Without clear sources of truth and ownership questions tend to arise of how you manage and update this data. What do you need to actually do an update? Is the update valid? Do you have to update multiple places at once? All these questions can arise!
Assuming this is the one and only place this name has to exist, I’d probably recommend (in a relational world) virtual columns to project data from a blob to make querying easier, or just store compound data as a JSON blob in a field. For example, if we created a unified name object:
interface Name {
given_name: string
family_name: string
middle_name?: string
..
}
Then we can pair data together as a group, update it as a group, and query it more sanely.
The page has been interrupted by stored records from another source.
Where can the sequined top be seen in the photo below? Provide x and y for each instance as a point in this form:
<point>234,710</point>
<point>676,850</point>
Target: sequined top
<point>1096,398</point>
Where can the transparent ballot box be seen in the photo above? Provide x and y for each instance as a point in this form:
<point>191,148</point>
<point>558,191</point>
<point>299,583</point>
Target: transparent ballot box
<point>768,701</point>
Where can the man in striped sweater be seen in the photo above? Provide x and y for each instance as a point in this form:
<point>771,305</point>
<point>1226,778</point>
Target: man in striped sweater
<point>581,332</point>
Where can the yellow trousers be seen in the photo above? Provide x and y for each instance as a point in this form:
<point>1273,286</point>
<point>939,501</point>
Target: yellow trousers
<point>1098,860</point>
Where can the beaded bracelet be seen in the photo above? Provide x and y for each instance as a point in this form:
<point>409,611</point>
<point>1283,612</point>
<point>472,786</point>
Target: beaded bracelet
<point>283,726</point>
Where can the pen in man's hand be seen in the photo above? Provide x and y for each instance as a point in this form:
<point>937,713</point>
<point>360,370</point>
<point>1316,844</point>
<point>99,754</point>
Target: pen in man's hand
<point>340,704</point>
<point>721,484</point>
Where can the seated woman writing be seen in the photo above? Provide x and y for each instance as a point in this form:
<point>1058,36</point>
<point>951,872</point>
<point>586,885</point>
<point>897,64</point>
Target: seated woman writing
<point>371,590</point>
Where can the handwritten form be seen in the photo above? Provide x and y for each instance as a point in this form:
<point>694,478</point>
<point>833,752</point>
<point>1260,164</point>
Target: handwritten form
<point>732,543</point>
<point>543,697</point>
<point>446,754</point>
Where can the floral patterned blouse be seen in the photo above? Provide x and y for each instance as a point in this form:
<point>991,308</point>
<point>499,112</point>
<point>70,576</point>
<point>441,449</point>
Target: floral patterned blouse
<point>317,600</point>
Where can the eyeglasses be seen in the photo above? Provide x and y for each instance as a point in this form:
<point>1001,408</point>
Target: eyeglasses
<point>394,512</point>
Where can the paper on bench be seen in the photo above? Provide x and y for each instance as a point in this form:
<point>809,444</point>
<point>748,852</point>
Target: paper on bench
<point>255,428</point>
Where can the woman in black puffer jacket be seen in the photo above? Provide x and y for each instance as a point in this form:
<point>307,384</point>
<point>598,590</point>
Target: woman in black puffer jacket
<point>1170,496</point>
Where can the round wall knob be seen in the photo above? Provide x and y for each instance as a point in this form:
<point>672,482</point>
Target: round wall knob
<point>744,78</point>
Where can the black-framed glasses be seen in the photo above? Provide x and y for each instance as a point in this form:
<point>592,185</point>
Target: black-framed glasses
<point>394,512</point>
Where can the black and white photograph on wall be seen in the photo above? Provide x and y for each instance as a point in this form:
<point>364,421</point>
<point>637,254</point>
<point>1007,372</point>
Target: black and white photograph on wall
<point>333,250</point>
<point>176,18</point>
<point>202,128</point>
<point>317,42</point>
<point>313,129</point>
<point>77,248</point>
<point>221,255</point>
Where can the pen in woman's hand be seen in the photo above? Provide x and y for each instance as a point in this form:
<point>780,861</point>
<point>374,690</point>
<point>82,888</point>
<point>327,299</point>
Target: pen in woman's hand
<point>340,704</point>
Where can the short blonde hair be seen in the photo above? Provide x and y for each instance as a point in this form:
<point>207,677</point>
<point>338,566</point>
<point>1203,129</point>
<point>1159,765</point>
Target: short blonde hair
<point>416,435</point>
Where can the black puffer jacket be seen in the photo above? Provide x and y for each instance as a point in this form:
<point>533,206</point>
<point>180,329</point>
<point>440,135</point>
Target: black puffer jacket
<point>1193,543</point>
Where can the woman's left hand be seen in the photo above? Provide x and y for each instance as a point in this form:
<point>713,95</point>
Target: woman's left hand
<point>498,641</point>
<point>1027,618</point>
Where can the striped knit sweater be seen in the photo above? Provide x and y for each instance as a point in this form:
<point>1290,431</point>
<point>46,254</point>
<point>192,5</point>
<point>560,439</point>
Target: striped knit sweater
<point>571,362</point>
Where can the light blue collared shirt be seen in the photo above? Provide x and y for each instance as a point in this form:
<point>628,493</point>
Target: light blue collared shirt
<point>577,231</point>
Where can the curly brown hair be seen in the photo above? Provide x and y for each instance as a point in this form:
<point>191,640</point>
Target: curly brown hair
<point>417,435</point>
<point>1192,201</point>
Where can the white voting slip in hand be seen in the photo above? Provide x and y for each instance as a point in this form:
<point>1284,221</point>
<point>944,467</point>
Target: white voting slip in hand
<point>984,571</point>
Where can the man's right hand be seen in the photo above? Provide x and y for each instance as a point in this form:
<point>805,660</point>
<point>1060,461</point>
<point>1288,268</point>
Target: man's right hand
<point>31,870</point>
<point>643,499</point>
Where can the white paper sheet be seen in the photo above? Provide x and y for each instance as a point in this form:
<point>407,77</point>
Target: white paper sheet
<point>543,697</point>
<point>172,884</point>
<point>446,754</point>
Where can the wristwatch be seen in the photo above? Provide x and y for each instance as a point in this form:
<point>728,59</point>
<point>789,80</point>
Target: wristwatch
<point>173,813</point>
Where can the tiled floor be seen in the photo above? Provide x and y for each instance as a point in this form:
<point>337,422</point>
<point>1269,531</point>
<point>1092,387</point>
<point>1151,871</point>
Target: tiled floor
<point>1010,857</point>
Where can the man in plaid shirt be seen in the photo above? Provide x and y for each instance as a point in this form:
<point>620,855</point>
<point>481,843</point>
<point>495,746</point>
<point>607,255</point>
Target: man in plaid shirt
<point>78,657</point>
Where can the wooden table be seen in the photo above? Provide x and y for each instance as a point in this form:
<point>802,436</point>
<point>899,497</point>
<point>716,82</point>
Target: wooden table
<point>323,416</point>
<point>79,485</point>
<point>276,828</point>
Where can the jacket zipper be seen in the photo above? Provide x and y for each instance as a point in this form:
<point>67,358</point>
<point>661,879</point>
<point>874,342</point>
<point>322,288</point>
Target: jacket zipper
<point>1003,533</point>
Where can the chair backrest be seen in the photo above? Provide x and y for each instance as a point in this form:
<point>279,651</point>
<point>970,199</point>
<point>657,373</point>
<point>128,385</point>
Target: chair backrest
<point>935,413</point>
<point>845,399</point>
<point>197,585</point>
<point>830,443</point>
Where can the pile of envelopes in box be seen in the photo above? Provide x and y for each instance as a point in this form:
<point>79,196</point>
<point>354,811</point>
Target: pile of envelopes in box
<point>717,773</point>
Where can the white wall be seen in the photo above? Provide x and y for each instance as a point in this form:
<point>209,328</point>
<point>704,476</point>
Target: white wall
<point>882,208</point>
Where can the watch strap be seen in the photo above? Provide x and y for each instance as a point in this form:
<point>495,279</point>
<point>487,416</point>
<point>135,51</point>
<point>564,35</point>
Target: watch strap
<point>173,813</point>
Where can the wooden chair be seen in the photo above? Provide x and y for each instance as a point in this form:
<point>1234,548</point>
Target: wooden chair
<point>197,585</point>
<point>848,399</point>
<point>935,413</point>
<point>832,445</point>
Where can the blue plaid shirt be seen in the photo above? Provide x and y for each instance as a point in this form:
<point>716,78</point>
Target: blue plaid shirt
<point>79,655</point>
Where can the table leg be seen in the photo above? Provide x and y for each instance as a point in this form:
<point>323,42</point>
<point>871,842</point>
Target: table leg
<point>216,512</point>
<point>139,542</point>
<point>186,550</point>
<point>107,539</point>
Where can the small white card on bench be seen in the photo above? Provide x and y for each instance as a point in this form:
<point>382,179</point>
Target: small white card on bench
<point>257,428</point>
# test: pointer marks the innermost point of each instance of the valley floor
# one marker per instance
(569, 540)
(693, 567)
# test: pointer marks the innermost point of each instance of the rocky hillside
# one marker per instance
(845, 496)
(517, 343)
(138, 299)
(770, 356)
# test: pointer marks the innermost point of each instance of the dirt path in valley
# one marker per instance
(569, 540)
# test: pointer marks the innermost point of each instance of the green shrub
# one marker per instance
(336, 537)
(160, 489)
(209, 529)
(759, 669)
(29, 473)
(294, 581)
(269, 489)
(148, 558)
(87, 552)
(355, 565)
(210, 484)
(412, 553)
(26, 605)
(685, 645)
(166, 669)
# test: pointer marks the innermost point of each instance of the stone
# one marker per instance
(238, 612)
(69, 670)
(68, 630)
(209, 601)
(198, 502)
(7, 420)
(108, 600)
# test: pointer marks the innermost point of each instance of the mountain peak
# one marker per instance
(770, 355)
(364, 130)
Without proper pairing of data we might end up having to query or join multiple tables to materialize a person’s full name. This makes it a difficult and frustrating experience for developers to answer basic questions.
Smell tests
In general, I like to use a litmus test of “how easy is it to do basic CRUD and answer domain related questions”. If your domain has user data split across 4 tables and they are always queried together… are they really actually separate? Should it all be flattened in one? Conversely if you have disparate data mashed into one table should it logically be split out and referenced separately? When CRUD is complex, either by requiring multiple different calls, or complex SQL to be written that’s signal that something is amiss. In my experience non trivial queries tend to be limited in scope, and most things do not require more than a handful of joins.
I also like to make sure that data is never contextual. You should never have a field that means X sometimes and Y other times. Having this kind of implicit codification based on data state creates challenges in reasoning about systems. If you have conditional data, pair it together as a blob or types or add explicit metadata about what you need to be storing. Contextual examples might be something like “sometimes field A is the user id and sometimes it’s the account id”. This happens a lot when designing single table No-SQL schemas where columns get overloaded based on context of what the key is. Woe is the engineer who has to decipher this spaghetti.
Conclusion
Working with data is challenging because data often changes over time. The domain you think you are modeling now might not be the domain you end up with over time. However, data is the most basic layer of abstraction in your system. If the data is hard to work with, all layers above it will be hard to work with. Giving the data model the respect and diligence it deserves pays off dividends over time.